Quand on en pénètre le sens intime, ce sombre et ténébreux épisode constitue l’une des plus belles pages de l’œuvre. Il se termine par une terrible phrase d’imprécation, chantée à l’octave par les deux voix, et qui scelle leur odieux pacte de vengeance.

Elsa paraît et exhale une suave cantilène ; dans la seconde partie de son Duo avec Ortrude on reconnaît à l’orchestre le motif du Doute, immédiatement suivi du Mystère du nom ; les projets ténébreux s’accomplissent, le venin est inoculé et fera son œuvre.

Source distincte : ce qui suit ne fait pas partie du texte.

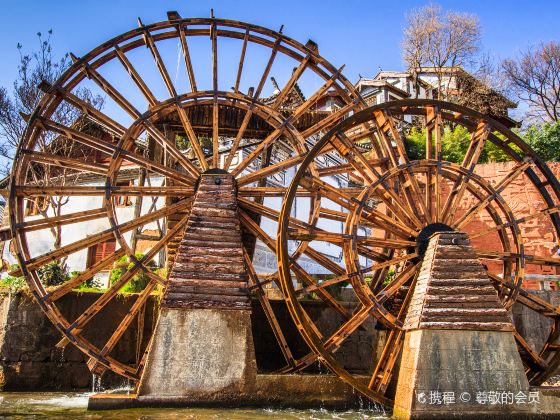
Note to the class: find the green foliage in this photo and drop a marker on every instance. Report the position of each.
(53, 273)
(182, 142)
(13, 283)
(454, 144)
(138, 282)
(389, 277)
(545, 140)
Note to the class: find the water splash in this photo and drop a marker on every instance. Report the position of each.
(96, 383)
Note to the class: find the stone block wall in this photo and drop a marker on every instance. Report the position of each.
(30, 361)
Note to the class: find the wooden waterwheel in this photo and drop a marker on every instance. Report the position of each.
(404, 199)
(182, 97)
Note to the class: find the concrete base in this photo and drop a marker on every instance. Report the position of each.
(446, 373)
(294, 391)
(200, 354)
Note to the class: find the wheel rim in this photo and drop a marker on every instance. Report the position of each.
(411, 198)
(282, 130)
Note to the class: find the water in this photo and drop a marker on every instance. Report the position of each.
(50, 405)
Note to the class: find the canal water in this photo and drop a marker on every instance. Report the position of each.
(54, 405)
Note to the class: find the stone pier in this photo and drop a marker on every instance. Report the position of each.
(202, 349)
(459, 356)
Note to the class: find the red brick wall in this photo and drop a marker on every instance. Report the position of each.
(523, 199)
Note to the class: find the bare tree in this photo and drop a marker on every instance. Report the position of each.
(535, 77)
(484, 91)
(437, 39)
(33, 69)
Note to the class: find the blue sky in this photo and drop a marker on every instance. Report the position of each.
(364, 35)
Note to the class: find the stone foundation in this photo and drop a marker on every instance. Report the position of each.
(203, 354)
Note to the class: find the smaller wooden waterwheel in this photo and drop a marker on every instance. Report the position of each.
(182, 97)
(402, 201)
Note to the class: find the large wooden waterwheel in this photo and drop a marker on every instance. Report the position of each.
(401, 203)
(183, 97)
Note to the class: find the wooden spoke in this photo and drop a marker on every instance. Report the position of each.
(529, 259)
(66, 162)
(257, 151)
(403, 156)
(101, 190)
(150, 43)
(357, 320)
(362, 165)
(393, 287)
(84, 276)
(103, 236)
(313, 98)
(195, 143)
(123, 156)
(49, 222)
(386, 233)
(277, 132)
(106, 297)
(110, 149)
(383, 372)
(266, 71)
(302, 274)
(136, 78)
(269, 312)
(269, 170)
(171, 148)
(110, 90)
(241, 61)
(433, 151)
(350, 204)
(238, 137)
(338, 238)
(409, 183)
(478, 140)
(215, 107)
(186, 55)
(328, 121)
(502, 185)
(84, 106)
(129, 317)
(298, 71)
(502, 226)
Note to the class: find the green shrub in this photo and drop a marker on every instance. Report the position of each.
(454, 144)
(53, 273)
(13, 283)
(545, 140)
(138, 282)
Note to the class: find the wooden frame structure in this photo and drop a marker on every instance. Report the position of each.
(143, 147)
(402, 202)
(390, 206)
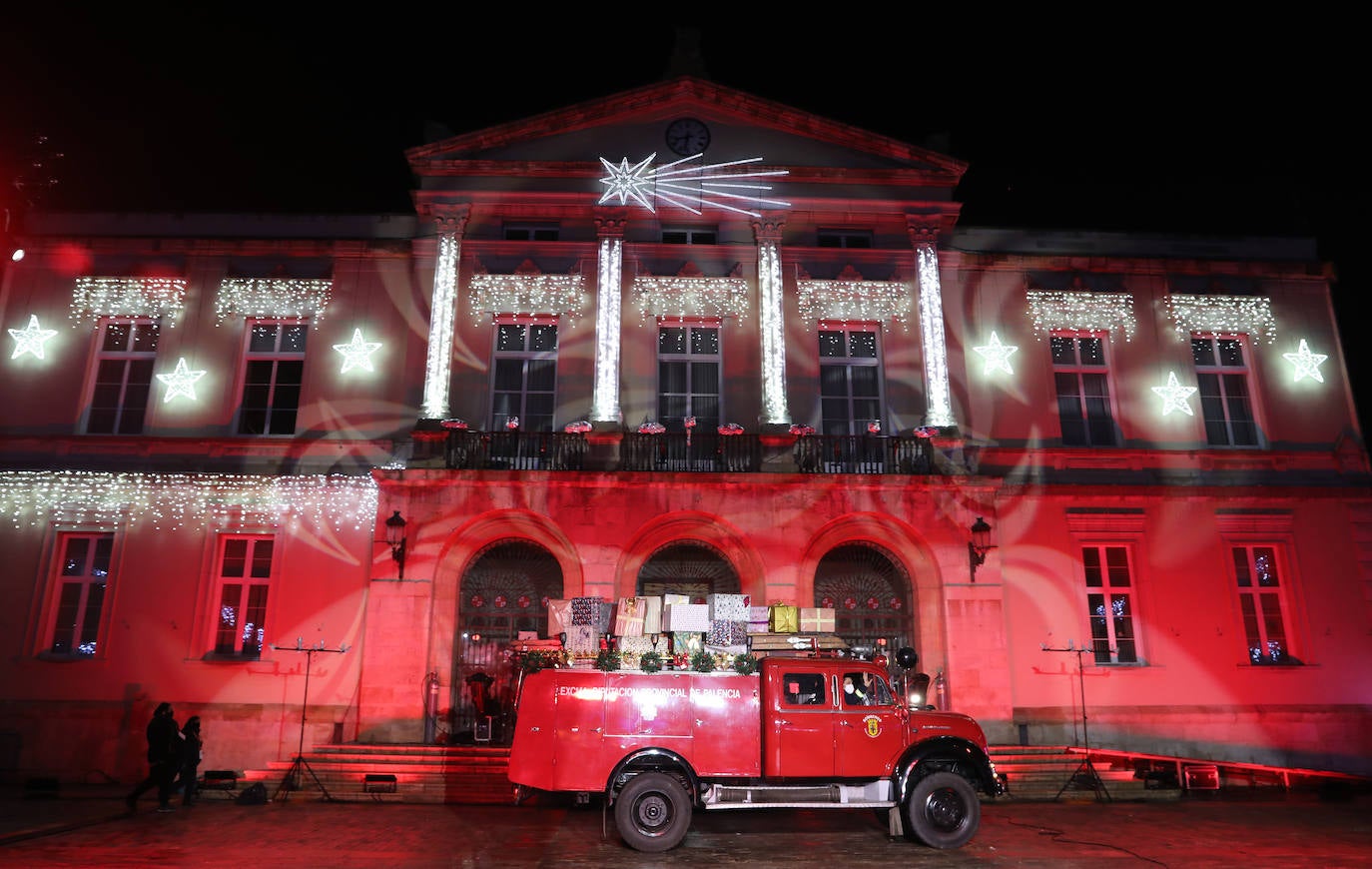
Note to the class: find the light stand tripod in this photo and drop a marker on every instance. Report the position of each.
(291, 781)
(1085, 774)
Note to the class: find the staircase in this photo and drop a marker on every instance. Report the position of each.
(468, 774)
(352, 772)
(1041, 773)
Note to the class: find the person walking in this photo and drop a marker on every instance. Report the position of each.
(191, 755)
(164, 759)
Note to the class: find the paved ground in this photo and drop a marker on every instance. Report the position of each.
(1246, 829)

Le jour se lève. De longues sonneries de fanfares se font entendre, se répondant de tour en tour, sur les notes de l’accord ré-fa #-la, puis, quand subitement le ton d’ut lui succède, c’est L’Appel du Roi qui résonne. Aussitôt après, le ton de ré reparaît. Procédé audacieux, d’un effet saisissant. Dans cette scène comme dans celles qui suivent : Elsa se rendant à l’église, l’irruption scandaleuse d’Ortrude, l’arrivée du Roi et de Lohengrin, il n’est fait aucun emploi des Leit-motifs, jusqu’à la scène v, qui débute par L’Appel du Roi, immédiatement suivi du motif de Lohengrin ; puis, lorsque Frédéric s’avise d’attribuer à la ruse ou à la magie la victoire de son adversaire, signalons une réapparition du Jugement de Dieu, qu’on ose suspecter.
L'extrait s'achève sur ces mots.